In the aforementioned Resolution, the Armed Forces draws the attention of the courts to the fact that the refusal to hire people living in the Russian Federation, but who do not have permanent registration at the address of residence / stay or location of the enterprise, is unlawful. Such actions of the employer violate the rights of persons to free movement in the Russian Federation and the choice of residence guaranteed by the Constitution. In addition, such a refusal contradicts the provisions of part 2 of article 64 of the Labor Code, which do not allow restricting opportunities or establishing advantages for individuals when applying for work on this basis.

Special category of disputes

Often, in practice, difficulties arise when considering cases arising from legal relations between a citizen shareholder and an AO or other participant in a company / partnership and this company / partnership.

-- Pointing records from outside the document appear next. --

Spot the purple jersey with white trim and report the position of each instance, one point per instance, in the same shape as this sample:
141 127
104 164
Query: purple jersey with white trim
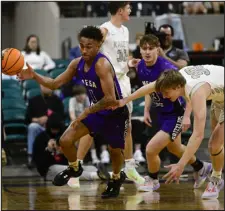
152 73
93 85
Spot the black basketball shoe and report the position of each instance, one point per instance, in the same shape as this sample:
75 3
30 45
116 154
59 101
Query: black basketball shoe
113 187
63 177
102 171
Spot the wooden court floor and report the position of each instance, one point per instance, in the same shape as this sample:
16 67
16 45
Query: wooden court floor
34 194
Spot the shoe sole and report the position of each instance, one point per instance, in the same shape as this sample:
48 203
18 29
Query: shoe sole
209 169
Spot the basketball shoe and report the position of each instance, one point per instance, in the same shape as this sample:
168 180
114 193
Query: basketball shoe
131 172
213 188
63 177
149 185
113 187
201 175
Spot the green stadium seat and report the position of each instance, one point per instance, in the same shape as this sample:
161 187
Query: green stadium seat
8 103
56 72
16 138
30 84
15 128
14 115
32 93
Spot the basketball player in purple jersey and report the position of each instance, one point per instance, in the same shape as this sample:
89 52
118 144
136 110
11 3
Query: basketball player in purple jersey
103 88
170 117
115 46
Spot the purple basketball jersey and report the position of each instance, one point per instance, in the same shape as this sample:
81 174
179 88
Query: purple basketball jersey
92 82
152 73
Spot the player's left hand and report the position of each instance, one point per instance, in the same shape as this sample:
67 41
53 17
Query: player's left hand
186 123
161 52
174 174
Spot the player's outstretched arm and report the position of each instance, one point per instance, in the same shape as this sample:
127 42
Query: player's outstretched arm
144 90
51 83
198 103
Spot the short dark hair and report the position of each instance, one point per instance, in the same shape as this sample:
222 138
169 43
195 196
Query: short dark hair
169 79
150 39
27 48
91 32
114 6
167 26
78 89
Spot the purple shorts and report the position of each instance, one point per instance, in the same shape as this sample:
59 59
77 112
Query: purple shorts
171 125
112 127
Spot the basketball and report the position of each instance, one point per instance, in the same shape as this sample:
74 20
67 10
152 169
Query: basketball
12 61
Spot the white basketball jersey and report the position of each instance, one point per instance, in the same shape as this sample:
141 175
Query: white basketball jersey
212 74
116 47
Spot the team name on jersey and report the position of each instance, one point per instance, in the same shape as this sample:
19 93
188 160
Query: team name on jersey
178 127
89 83
197 71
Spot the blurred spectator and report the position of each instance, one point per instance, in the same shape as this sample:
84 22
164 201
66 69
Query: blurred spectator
39 109
37 58
45 150
49 159
176 56
74 53
136 53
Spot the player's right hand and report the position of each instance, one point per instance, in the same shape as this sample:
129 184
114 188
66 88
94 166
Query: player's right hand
27 73
134 62
147 118
51 145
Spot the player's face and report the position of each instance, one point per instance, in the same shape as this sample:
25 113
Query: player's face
149 53
172 94
89 48
33 43
125 12
169 38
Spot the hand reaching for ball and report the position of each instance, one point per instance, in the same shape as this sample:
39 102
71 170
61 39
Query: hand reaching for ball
26 74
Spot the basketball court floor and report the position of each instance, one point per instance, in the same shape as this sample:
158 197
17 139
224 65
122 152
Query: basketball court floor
32 193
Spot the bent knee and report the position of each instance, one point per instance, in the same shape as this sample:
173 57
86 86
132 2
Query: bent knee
214 147
150 151
65 142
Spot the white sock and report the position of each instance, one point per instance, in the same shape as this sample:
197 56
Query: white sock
93 154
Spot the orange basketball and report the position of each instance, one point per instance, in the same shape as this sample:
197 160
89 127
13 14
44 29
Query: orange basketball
12 61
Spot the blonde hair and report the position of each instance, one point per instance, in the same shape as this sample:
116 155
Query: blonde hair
169 79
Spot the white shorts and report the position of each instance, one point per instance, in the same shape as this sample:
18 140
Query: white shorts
125 86
217 111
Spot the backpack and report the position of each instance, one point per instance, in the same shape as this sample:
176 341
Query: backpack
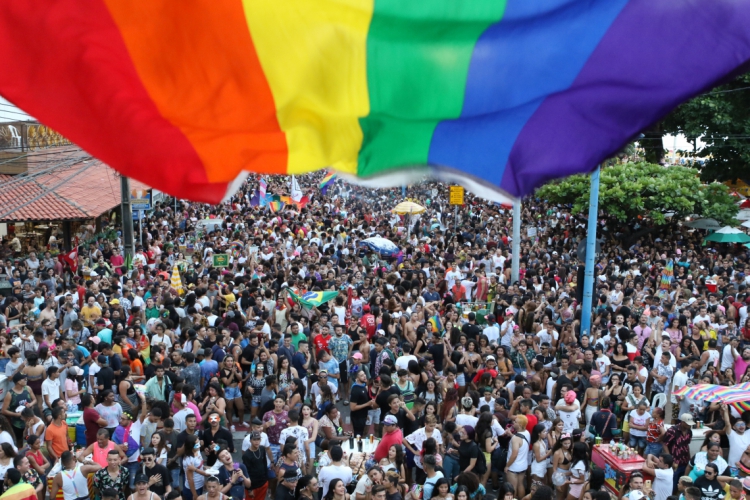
480 467
119 437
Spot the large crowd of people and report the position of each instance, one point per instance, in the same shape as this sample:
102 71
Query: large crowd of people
432 374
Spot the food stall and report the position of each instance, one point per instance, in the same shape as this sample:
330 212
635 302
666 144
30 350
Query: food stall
618 463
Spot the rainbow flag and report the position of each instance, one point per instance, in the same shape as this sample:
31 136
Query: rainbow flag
667 276
437 325
499 95
276 205
327 181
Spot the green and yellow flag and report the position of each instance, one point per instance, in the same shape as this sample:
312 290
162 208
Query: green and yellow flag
312 299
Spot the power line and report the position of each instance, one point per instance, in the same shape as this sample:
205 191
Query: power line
46 191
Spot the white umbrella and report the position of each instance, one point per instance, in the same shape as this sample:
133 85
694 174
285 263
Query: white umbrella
382 246
707 223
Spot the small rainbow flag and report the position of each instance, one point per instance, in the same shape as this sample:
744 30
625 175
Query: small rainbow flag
327 181
275 205
437 325
500 95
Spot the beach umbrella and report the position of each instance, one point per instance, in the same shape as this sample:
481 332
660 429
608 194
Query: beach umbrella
408 207
737 396
707 223
176 281
728 235
382 246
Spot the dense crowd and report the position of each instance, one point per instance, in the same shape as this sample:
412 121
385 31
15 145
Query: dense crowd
431 375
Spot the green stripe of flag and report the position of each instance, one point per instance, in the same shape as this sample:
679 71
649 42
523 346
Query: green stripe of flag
418 56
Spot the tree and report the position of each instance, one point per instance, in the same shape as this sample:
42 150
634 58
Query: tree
630 190
721 119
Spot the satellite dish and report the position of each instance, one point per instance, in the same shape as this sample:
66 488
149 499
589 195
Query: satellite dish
581 251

Such disputes are also subject to jurisdictions of general jurisdiction.

st 391 tk rf with comments

The issue of classifying such cases as labor disputes is decided on the basis of the provisions of Article 381 of the Labor Code. In accordance with it, an unresolved disagreement between the employer and the employee on issues related to the application of labor standards in the law and other legal acts, including local acts, the collective agreement, and the contract announced to the body authorized by him, should be considered an individual dispute. allow.

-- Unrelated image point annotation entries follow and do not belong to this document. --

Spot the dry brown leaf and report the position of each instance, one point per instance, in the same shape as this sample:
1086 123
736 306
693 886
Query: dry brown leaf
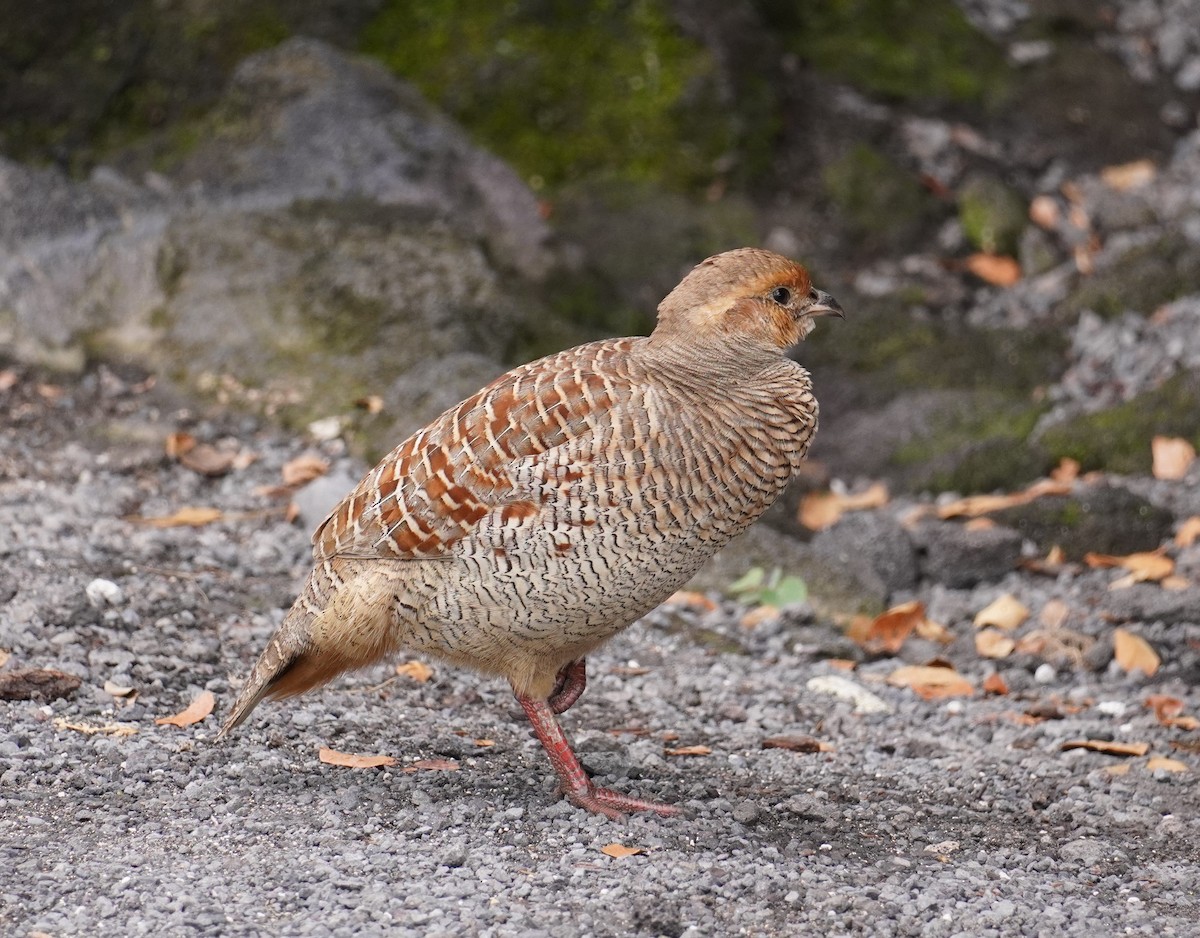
1054 614
931 681
618 849
1173 457
995 269
689 597
1129 175
994 643
1133 653
109 729
1188 533
418 671
1007 613
1044 211
1167 764
821 510
797 744
893 627
304 469
1107 746
186 517
195 713
435 765
353 761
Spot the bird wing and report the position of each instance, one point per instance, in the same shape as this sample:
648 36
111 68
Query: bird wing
437 486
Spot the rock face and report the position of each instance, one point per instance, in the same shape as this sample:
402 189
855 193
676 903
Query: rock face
327 232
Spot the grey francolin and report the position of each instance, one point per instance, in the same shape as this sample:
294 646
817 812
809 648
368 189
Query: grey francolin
531 523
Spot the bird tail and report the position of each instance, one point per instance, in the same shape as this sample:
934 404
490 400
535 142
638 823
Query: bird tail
343 619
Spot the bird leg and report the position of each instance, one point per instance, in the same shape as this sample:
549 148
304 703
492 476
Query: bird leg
574 782
569 684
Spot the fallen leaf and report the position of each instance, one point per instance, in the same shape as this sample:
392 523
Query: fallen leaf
437 765
930 683
1107 746
36 684
996 269
186 517
1054 614
418 671
994 643
1006 612
618 849
1188 533
821 510
1128 175
797 744
1165 764
690 751
304 469
195 713
889 630
1044 211
1133 653
108 729
353 761
1173 457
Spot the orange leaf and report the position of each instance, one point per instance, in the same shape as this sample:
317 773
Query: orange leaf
438 765
418 671
618 849
1133 653
1006 612
1107 746
821 510
1173 457
1188 533
930 683
351 761
195 713
996 269
304 469
1165 764
189 517
994 643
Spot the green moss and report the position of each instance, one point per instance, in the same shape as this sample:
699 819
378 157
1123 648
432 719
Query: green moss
1119 439
904 49
877 200
1141 280
564 89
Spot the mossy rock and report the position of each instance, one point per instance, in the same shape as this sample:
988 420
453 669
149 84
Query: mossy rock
1103 519
1141 280
879 202
993 214
1119 439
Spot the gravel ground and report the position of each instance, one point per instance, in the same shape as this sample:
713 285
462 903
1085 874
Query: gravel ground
940 817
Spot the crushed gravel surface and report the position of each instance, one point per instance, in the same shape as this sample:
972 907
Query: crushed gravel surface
940 817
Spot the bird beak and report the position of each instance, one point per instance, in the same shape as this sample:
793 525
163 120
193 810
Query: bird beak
826 306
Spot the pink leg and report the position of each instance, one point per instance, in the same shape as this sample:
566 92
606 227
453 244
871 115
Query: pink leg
580 789
571 680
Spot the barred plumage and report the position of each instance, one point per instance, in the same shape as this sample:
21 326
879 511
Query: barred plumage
532 522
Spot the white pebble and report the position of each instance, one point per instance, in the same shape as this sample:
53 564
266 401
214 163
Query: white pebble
105 593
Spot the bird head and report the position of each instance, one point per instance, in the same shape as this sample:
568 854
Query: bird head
749 299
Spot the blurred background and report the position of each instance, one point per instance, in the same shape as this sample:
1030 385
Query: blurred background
294 206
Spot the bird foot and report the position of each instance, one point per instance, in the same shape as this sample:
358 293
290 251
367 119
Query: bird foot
615 805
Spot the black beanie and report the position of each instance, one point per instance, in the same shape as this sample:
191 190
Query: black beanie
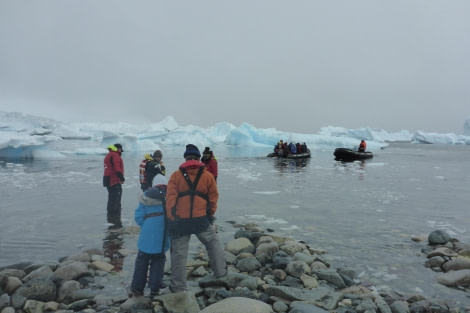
192 150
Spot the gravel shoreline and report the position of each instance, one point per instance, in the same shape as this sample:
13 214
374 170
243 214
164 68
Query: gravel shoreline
267 273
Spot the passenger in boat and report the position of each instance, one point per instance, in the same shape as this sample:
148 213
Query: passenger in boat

Legal relations between the sole executive structure of a company (general director, for example), members of collegial structures on the one hand, and the companies themselves on the other are based on labor contracts, cases fall into the category of labor disputes if they are related to the recognition of invalidity of decisions made by said executive bodies on:

  • early termination of powers;
  • reinstatement;
  • payment of forced absenteeism.

The term for consideration of civil cases under the general rules is no more than two months from the date of receipt of the claim in court. Cases relating to reinstatement are reviewed and resolved within a month.

If, within the framework of one dispute, on one part of the claims, the decision must be made no later than two, and on the other - one month, the case shall be considered before two months have elapsed since the date the claim was filed with the court. That is, the general time period provided by law for the proceedings is valid.